Near the end of the eighteenth century the nebular hypothesis was born. It grew in popularity for more than 100 years and then appeared to die in the early twentieth. The cause of death was said to be contradictory evidence and careful analysis of the premises, leaving no foundation for its continued existence. However, after vigorously applying new modifications of the theory so that black hole physics could also remain alive, it experienced a resuscitation of sorts and continues with us to this day.
The hypothesis suggests that the Solar System condensed out of a cloud of molecular gases and dust in a period measuring billions of years. Eventually, the dust and gas shrank to the point where compression heating started a nuclear chain reaction in the dense ball of hydrogen and helium at the center of the cloud, giving birth to a new star. As the material continued to be gravitationally attracted toward the center of the ever-shrinking mass, it formed a structure called an accretion disc circling its equatorial plane.

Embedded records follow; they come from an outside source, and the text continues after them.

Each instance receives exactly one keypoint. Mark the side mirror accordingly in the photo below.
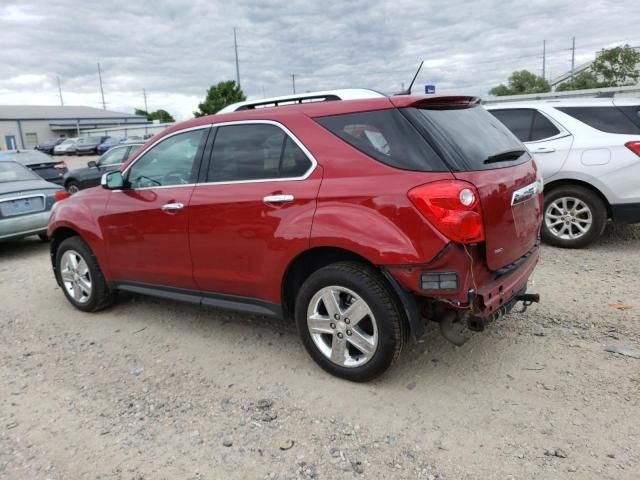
(112, 180)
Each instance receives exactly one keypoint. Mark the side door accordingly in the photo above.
(146, 223)
(253, 212)
(546, 140)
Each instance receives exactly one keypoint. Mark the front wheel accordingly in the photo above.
(80, 276)
(574, 217)
(349, 321)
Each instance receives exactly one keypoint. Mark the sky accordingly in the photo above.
(176, 49)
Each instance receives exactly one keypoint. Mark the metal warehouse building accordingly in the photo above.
(24, 126)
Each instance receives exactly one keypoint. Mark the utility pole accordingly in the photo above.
(544, 59)
(60, 92)
(235, 45)
(573, 57)
(104, 104)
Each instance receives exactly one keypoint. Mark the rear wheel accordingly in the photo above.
(574, 217)
(349, 321)
(80, 276)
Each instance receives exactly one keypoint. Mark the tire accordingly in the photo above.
(98, 296)
(72, 187)
(570, 209)
(382, 329)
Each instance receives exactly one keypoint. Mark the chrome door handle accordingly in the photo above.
(544, 150)
(278, 198)
(172, 207)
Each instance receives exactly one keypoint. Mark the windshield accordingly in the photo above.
(469, 138)
(13, 172)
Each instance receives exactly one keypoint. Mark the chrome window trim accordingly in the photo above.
(305, 150)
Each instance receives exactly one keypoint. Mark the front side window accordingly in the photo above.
(113, 157)
(255, 152)
(169, 162)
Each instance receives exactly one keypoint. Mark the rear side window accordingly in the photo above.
(255, 152)
(605, 119)
(527, 124)
(387, 136)
(470, 138)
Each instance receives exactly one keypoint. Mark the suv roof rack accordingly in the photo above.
(309, 97)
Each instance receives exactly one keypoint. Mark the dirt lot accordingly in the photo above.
(155, 389)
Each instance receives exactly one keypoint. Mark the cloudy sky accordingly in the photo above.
(176, 49)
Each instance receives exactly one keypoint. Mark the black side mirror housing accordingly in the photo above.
(112, 180)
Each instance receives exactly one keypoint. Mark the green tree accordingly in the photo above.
(617, 66)
(520, 83)
(581, 81)
(218, 97)
(162, 115)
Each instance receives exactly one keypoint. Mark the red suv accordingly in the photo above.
(358, 218)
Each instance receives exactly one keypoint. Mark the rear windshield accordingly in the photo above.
(387, 136)
(624, 120)
(469, 138)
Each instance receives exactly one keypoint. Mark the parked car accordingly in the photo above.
(47, 167)
(588, 151)
(359, 219)
(25, 202)
(82, 178)
(109, 143)
(49, 145)
(89, 145)
(68, 147)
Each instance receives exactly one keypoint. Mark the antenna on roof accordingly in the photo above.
(408, 90)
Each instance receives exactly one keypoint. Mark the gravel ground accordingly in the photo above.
(153, 389)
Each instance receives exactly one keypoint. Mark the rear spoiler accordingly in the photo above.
(435, 101)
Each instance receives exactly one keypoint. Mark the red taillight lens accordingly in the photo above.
(61, 195)
(453, 207)
(634, 147)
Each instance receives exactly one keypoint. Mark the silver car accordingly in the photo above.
(25, 202)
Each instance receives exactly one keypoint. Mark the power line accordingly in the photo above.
(104, 104)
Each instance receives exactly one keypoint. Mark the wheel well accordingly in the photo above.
(305, 264)
(57, 237)
(579, 183)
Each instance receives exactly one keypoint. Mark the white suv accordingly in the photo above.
(588, 151)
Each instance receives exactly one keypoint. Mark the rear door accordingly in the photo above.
(548, 142)
(253, 212)
(146, 224)
(483, 152)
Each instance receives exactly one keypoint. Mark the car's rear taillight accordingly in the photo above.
(634, 146)
(453, 207)
(61, 195)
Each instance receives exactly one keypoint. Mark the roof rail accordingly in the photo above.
(309, 97)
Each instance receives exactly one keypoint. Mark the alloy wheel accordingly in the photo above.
(342, 326)
(75, 275)
(568, 218)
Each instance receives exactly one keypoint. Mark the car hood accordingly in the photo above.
(27, 185)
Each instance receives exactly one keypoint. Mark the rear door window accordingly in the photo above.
(387, 136)
(255, 152)
(605, 119)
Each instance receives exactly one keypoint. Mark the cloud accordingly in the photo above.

Much like the rings of Saturn, only much more dense and far larger, the accretion disc extended out beyond the orbit of Neptune. During the collapse phase of the Solar System’s evolution, according to scientists, eddies and whirlpools of matter formed in the ring of dust and gas. Those eddies grew larger as they attracted more material into them, slowly sucking in larger and larger particles, then pebbles, then boulders, until hundreds of millions of impacts from nebular condensates gradually formed the planets.
The theory was later amended in order to explain the origin and “holding area” for the many comets that enter the Solar System every year. The Oort Cloud is supposed to be a giant nimbus of small fragments left over from those early days when the Sun was a newborn star. It is said to be a spherical region enclosing the Sun at a maximum radius of about 5 trillion kilometers and contains billions of objects, some as big as small planets, but most around the size of a medium asteroid. Closer in to the Sun is another region of primordial planetoids called the Kuiper Belt.
The Kuiper Belt theory is the creation of astronomer Kenneth Edgeworth from Ireland and also separately by American astronomer Gerard Kuiper in 1951. The first Kuiper Belt Object (KBO) was discovered in 1992. Sometimes known as “trans-Neptunian Objects” dozens of KBOs the size of small moon-sized planets have recently been added to the Solar System’s repertoire of family names.
Eris is the largest KBO, approximately 5% larger than Pluto and is located 1.4 trillion kilometers from the Sun. Eris has its own small moon called Dysnomia. Quaoar is about 6 billion kilometers from the Sun and revolves in the region of the Kuiper Belt beyond Pluto’s orbit. Quaoar is the third largest KBO, half the size of Pluto and about as large as Pluto’s moon Charon. The fourth largest KBO yet discovered is Varuna, which is about 40% as large as Pluto.
After the recent vote by the astronomical community, Pluto is no longer considered a planet and has been relegated to the status of KBO, making it the second largest such object in the Solar System. So, Eris, Pluto, Quaoar, Charon and Varuna are the five largest Kuiper Belt Objects.
There is a kink in the order and arrangement of the so-called KBOs, however. An object called Sedna has been discovered in an orbit that is much farther out than the grouping that includes Eris, Quaoar and Varuna. Sedna is large, about as big as Pluto, but it is nearly 10 trillion kilometers from the Sun, making it too far away to technically be considered a Kuiper Belt Object. The theory has yet to accommodate Sedna other than to say that it might be from the Oort Cloud and not the Kuiper Belt.
In passing, it must be noted that the Star Dust cometary mission demonstrated that the existence of comets in such a far away and frigid nursery as the Oort Cloud was impossible because of the minerals found in the coma of Comet Wild II. Their presence indicates that the comet formed in a much hotter environment than what the hypothetical Oort Cloud could provide.
On January 19, 2006, NASA launched the New Horizons spacecraft, a mission designed to explore the outer Solar System, including Pluto, Charon and recently discovered Kuiper Belt Objects. When New Horizons gains its mission objective sometime in 2015, Electric Universe theorists expect the researchers to be surprised. Because the nebular hypothesis reached preeminence before scientists realized that 99 percent of the Universe is plasma, the conclusions derived from the hypothesis are therefore not connected with real observations.